Much has been made of the feminism of Mad Max, and perhaps a little too much has been interpreted from it. However, this film is more or less a textbook example of how to bring ideas into a film without lecturing the viewer. Everyone who appears in this film’s world seems appropriate, however crazed they may be: they are either products of or reactions against Joe’s theocracy. In this way, you could say that the film is about his hyper-masculine, semi-fascist cult, which divides people into slaves, soldiers or breeding machines, and how and why people (mainly women) rebel against it. In such a world, a good man is a loyal killer, and a good woman breeds more loyal killers. Miller uses not just Furiosa and the wives to oppose this view, but a group of nomadic women bikers and Nux, a crazed War Boy who is like a confused child once his god has fallen. (Is it perhaps reading too much into this to note that Joe’s allies from the Bullet Farm and Gas Town are the setting’s equivalent of a military-industrial complex?)

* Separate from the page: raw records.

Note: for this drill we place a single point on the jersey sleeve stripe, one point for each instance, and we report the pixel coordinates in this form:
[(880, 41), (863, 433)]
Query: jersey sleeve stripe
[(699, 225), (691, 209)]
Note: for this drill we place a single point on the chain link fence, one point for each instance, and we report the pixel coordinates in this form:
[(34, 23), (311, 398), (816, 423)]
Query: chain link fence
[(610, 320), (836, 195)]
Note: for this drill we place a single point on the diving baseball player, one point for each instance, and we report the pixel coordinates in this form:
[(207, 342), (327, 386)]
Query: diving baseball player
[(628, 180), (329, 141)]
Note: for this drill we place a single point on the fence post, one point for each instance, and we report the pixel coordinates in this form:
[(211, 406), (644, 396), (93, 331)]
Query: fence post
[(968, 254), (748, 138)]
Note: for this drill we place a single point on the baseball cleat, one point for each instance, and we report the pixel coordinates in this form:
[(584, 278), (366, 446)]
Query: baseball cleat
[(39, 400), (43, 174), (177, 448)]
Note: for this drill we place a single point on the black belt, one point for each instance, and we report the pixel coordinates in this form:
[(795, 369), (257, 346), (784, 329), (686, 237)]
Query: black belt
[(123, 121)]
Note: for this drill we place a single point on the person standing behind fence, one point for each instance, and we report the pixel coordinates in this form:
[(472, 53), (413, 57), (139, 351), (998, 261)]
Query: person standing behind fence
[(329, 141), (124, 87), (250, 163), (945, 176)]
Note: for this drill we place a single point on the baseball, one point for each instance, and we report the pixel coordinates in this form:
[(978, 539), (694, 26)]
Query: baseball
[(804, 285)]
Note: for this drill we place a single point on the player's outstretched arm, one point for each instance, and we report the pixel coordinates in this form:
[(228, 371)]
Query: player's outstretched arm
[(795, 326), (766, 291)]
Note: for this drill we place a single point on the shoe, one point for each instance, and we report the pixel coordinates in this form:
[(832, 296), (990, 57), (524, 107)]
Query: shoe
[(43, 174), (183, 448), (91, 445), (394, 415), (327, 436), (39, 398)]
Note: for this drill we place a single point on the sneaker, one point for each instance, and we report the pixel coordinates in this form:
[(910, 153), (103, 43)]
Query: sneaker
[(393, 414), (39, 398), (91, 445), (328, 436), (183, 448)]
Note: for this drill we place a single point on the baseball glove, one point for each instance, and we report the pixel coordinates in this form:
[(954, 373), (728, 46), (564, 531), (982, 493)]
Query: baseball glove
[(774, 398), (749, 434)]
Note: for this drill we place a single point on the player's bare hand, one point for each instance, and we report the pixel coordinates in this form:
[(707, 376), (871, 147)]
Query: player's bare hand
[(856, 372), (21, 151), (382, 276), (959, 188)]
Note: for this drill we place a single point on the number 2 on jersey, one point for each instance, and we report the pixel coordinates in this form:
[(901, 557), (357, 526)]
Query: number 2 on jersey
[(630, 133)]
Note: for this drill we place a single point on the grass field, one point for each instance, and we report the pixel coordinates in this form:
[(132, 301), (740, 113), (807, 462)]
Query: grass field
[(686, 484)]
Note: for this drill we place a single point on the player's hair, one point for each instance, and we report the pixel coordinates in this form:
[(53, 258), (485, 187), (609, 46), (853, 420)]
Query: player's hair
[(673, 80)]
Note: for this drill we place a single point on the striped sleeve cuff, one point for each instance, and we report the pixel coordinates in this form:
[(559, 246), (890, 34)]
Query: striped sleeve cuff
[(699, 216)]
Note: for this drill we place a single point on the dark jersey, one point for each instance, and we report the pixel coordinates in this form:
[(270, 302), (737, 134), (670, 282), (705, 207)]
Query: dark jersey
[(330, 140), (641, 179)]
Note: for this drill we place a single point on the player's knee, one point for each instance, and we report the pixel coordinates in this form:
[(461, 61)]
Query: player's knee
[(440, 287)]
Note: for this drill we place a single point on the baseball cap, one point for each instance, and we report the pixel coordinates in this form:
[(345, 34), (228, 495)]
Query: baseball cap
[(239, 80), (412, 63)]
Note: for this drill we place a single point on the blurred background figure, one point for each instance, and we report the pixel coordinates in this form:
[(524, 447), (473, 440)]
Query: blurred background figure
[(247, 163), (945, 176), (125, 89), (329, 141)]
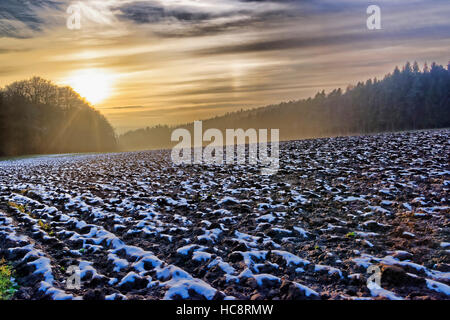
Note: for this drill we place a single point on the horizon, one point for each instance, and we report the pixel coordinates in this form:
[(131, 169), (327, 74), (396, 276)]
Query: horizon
[(145, 63)]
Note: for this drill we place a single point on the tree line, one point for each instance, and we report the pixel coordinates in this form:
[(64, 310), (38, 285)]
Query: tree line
[(409, 98), (38, 117)]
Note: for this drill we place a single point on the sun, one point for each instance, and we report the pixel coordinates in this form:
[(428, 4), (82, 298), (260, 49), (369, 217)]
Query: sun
[(92, 84)]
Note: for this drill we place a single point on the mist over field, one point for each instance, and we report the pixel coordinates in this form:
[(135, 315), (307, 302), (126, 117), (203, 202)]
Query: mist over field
[(244, 153)]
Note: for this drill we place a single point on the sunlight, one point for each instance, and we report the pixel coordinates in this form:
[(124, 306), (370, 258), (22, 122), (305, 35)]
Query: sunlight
[(94, 85)]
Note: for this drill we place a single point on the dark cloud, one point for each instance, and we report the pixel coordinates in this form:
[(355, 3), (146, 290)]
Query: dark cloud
[(25, 12)]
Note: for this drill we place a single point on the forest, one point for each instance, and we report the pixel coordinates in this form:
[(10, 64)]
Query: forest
[(38, 117), (409, 98)]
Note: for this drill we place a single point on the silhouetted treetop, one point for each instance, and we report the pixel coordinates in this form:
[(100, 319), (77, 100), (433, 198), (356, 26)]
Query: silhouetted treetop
[(37, 116)]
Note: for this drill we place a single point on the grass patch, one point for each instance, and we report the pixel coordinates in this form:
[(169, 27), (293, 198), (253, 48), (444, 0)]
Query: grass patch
[(7, 286)]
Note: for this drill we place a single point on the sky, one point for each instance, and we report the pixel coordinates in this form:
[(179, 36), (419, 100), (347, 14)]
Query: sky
[(148, 62)]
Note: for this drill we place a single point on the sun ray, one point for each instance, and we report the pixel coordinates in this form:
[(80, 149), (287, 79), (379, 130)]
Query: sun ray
[(95, 85)]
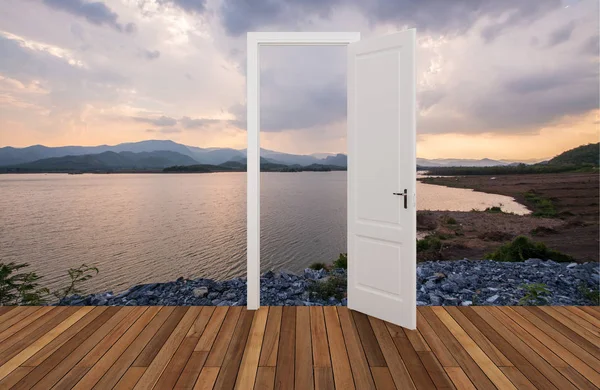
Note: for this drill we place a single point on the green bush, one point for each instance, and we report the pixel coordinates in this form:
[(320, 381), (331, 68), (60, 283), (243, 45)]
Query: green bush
[(535, 294), (522, 248), (24, 289), (341, 262), (317, 266), (335, 286)]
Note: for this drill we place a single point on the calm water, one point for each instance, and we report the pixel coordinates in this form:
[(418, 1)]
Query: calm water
[(141, 228)]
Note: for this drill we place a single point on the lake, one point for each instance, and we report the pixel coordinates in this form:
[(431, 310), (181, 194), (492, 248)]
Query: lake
[(142, 228)]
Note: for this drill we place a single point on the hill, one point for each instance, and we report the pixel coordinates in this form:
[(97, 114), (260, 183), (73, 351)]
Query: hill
[(584, 154)]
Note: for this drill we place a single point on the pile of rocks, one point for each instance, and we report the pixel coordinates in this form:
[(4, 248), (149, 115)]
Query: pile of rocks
[(462, 282)]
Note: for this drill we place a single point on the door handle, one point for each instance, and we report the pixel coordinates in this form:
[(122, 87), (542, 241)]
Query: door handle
[(405, 195)]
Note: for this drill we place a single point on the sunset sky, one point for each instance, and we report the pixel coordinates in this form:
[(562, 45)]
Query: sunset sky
[(507, 79)]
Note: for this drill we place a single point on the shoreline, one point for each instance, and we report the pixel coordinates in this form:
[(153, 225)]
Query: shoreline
[(439, 283)]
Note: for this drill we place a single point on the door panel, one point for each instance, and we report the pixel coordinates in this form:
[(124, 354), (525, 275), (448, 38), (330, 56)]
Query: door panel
[(381, 162)]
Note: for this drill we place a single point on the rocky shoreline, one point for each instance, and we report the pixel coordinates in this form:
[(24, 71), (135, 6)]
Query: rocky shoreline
[(462, 282)]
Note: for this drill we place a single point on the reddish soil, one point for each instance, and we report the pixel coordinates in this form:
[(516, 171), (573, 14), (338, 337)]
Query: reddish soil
[(574, 230)]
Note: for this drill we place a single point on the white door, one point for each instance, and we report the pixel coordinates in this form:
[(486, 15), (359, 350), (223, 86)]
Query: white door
[(382, 178)]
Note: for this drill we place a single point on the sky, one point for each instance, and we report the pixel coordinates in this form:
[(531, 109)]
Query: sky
[(511, 79)]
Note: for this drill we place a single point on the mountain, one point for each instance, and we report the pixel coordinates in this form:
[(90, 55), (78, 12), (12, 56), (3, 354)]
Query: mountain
[(105, 161), (583, 155)]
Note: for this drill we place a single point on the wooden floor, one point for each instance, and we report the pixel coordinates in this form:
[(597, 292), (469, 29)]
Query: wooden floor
[(298, 347)]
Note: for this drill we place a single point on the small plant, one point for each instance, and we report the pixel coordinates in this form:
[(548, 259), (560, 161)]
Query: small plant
[(317, 266), (335, 286), (591, 294), (20, 288), (522, 248), (77, 276), (341, 262), (535, 294)]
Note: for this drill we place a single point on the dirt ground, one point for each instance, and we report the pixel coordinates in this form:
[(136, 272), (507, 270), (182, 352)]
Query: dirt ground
[(574, 230)]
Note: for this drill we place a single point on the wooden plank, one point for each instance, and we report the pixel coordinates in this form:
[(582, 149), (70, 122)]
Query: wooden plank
[(414, 365), (576, 323), (233, 357), (436, 371), (542, 350), (564, 329), (342, 374), (162, 358), (416, 339), (17, 342), (265, 377), (250, 359), (585, 315), (482, 360), (123, 362), (22, 324), (192, 370), (466, 362), (14, 377), (509, 350), (72, 332), (171, 374), (268, 355), (131, 377), (318, 331), (207, 378), (284, 374), (303, 362), (219, 348), (15, 316), (97, 371), (212, 329), (560, 338), (323, 378), (554, 346), (358, 360), (459, 378), (71, 369), (544, 367), (433, 340), (486, 346), (383, 378), (50, 364), (151, 349), (392, 357), (368, 340), (38, 344), (517, 378)]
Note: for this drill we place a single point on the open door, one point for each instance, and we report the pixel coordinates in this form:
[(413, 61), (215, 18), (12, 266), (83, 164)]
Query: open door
[(382, 178)]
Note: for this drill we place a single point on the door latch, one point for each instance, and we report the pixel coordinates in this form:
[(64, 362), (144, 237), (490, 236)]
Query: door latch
[(405, 195)]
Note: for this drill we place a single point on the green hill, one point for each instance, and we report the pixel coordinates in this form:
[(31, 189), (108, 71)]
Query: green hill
[(583, 155)]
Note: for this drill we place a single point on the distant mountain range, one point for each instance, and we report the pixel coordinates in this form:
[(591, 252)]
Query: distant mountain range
[(153, 154)]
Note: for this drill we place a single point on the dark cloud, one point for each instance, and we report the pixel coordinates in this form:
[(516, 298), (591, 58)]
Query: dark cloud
[(162, 121), (191, 6), (561, 34), (94, 12), (167, 130), (443, 16)]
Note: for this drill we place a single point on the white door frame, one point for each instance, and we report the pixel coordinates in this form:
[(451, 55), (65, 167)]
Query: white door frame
[(254, 41)]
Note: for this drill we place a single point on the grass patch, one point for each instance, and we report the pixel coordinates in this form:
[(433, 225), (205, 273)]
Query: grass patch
[(535, 294), (334, 286), (522, 248), (543, 207)]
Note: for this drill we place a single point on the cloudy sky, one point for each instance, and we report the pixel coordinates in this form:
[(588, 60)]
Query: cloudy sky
[(501, 79)]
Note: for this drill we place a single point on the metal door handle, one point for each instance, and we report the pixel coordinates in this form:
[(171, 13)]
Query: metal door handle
[(405, 195)]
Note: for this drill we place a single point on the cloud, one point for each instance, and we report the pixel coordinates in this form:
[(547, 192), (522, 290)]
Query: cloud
[(167, 130), (94, 12), (561, 34), (159, 121)]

Of course, it’s mainly a film about cars smashing into each other, and that brings me to another point: its subtlety. That may seem strange, but look at the dialogue (such as it is). There is no point where anyone delivers the obligatory “Girls can’t do that” speech and is later proved righteously wrong, no “empowering” but conveniently vague lecture about acceptance, or diversity, or freedom. There’s only survival and escape to somewhere less horrible. I find this hugely cheering. Why? Because Fury Road has reached a point, like Aliens, where these things just happen without the need for explanation or the need to win the viewer over. The characters don’t argue their points of view so much as live them. Here is a one-armed woman driving a juggernaut while shooting a bandit in the face. That is the sort of thing that happens here. Take it or leave it.
I am exactly the sort of person who will agree with a film’s intentions and then dislike it when it starts to lecture me (especially if it insinuates that I myself am a villain waiting to happen). Fury Road neatly avoids this problem by having no lecturing at all. It doesn’t need it. Other stories could take note of this, and I’m not just referring to ones with “issues of diversity”. Whenever I learn that an SFF novel has been written to argue some point or explore some philosophical view, I am put off, because that way lies authorial intervention and crude Mary Sues.
Flaws? Not many. Some of the dialogue is just silly. Characters have an unconvincing tendency to hiss and snarl (even the sane ones). Some of the acting from the wives was a bit wooden: whether they actually are, they did feel like fashion models on a shoot and, while important to the story, they are the closest thing to plot tokens whose function is to be saved (like the cat in Alien or the child in Aliens). The plot is actually very thin. But these are small quibbles. This film’s action should be the benchmark for any film of its sort, and its treatment of its characters should be the starting point for any film at all. 8.5/10.